Maybe it’s just a classic American condition.

None of it mattered now. The lookout’s eyes filled with this silvery hate and he gathered up the collar of my shirt and commenced what people who have never been punched, people like me, call fisticuffs. He threw hard, perfect crosses, and my legs fell away and the blows did not cease. I could feel them, not feel them, their smash and wreck, the splintering of bone, feel my blood, this warm, barbaric blood, so rich and parasitical, pour out my nose and sluice out my mouth and down my throat and choke me with the shock of something terrible and unendingly foreseen.

When he was done, the kid leered down at me.

“Had enough?” he said.

“Yes,” I lied.

EXPRESSIVE

 

Folks say I have one of those faces. Not just folks, either. People say it. You have one of those faces, they say, a person can tell what you are feeling. Mostly what I’m feeling is that I’ve just farted, but I nod anyway, twitch up my eyes, my mouth, all earnest and merciful. It’s called
Joy Is Here (So Don’t Be Such a Prune-Hearted Prick)
, or at least that’s what I call it. If you know how to work your face, you can make people think you feel anything you want, and with that power you can feel up anything you want.

Example: this chick, Roanoke, I meet at the Rover. She’s kind of dykey, the way I like them, has her own darts for the dartboard.

I buy her a beer.

“You’re kind of dykey,” I say.

“Thanks,” she says, in the tone of her generation.

Roanoke rolls the dart in her hand. I glance off, swivel back with
Harmless Fool / No Strings Attached / Penis as Pure Novelty
, which sounds easy but requires most of the human face’s approximately seventy-three thousand muscles.
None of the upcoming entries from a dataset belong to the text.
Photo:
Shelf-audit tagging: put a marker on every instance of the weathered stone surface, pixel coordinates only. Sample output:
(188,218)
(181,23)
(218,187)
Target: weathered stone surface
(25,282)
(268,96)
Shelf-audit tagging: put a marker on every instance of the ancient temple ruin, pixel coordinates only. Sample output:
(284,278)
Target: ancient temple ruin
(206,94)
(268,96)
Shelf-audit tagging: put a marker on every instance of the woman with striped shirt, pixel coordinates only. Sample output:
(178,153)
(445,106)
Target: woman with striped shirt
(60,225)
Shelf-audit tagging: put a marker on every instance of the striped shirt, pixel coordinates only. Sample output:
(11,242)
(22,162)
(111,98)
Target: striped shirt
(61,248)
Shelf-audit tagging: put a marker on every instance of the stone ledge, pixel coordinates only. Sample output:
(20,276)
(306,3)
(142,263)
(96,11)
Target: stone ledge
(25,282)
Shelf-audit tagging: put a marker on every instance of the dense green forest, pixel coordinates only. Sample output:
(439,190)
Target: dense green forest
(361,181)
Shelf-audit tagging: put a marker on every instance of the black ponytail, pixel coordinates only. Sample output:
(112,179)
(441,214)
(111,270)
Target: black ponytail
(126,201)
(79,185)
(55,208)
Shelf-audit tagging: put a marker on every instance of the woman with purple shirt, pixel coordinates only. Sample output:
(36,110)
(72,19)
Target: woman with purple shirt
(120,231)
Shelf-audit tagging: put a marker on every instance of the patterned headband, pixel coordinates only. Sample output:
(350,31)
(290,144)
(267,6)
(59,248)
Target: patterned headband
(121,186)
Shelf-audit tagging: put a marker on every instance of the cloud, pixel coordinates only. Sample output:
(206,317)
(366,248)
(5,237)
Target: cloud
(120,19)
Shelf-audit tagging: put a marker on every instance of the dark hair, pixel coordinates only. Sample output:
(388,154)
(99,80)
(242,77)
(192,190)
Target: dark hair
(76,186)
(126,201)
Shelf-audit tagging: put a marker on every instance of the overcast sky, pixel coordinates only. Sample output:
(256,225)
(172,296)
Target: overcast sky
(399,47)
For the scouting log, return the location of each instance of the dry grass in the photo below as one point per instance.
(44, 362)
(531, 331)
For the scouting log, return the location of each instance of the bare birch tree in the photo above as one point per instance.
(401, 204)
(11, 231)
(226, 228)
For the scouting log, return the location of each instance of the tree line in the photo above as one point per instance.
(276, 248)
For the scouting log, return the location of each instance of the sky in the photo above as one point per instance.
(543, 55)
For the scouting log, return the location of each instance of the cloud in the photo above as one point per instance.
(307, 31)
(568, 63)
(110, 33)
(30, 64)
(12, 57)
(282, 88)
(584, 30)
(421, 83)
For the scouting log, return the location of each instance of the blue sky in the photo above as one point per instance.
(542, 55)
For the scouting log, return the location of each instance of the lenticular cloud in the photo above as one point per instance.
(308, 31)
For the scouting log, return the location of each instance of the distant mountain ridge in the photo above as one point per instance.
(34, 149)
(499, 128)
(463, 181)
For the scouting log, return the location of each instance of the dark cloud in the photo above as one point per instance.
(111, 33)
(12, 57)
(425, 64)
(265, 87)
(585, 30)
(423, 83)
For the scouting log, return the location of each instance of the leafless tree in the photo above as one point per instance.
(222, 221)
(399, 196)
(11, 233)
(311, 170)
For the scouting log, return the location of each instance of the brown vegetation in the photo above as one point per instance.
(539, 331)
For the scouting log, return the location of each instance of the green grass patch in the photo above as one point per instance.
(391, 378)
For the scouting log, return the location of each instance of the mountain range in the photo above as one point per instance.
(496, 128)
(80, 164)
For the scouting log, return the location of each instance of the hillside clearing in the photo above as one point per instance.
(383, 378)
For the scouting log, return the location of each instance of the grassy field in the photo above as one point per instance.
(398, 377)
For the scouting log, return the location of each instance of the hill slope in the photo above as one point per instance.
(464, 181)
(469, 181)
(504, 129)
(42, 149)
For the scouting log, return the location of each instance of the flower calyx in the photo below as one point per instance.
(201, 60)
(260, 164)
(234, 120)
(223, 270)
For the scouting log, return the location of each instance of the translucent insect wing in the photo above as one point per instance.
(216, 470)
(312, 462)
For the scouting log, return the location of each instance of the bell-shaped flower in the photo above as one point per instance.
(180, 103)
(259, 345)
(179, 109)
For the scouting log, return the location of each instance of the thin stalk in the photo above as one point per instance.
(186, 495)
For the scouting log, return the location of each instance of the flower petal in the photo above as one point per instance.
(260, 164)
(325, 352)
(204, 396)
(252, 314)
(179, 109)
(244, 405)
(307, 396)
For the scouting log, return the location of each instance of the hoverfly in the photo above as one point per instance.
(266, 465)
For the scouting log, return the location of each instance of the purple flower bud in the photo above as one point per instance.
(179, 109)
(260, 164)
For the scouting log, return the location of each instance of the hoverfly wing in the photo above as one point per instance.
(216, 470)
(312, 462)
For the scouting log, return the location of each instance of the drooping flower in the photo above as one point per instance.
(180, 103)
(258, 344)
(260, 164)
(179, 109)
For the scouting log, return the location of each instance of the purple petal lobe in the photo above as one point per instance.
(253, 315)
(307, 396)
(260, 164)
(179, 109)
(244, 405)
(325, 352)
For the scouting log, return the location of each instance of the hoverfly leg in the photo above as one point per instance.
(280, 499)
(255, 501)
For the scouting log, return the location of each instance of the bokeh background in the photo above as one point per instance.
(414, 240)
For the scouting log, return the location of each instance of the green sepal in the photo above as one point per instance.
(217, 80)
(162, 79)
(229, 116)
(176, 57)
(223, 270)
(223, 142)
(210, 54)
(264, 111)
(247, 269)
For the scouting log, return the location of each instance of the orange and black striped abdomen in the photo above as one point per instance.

Next thing we’re back in her efficiency and Roanoke’s moaning with her hand on her mouth. She’s worried we won’t hear the door if the girlfriend comes home. We do hear the door, but that’s not the problem. The problem is efficiency. The apartment is laid out perfectly for dykes to discover they’ve betrayed each other and their way of life. A curtain around the bed might help.

I give Roanoke one more look before I leave her to the business of ducking creamers, ramekins. I call it
Remember, the World Is Not Broken, Even If Your Crockery Is
.

*   *   *

Folks, people, like to ask what you would do in a moment of great moral confusion. Would you save that burning portrait of Hitler painted by Rembrandt? Who cares? The serious question is what are you doing right now. Do you have time for another drink?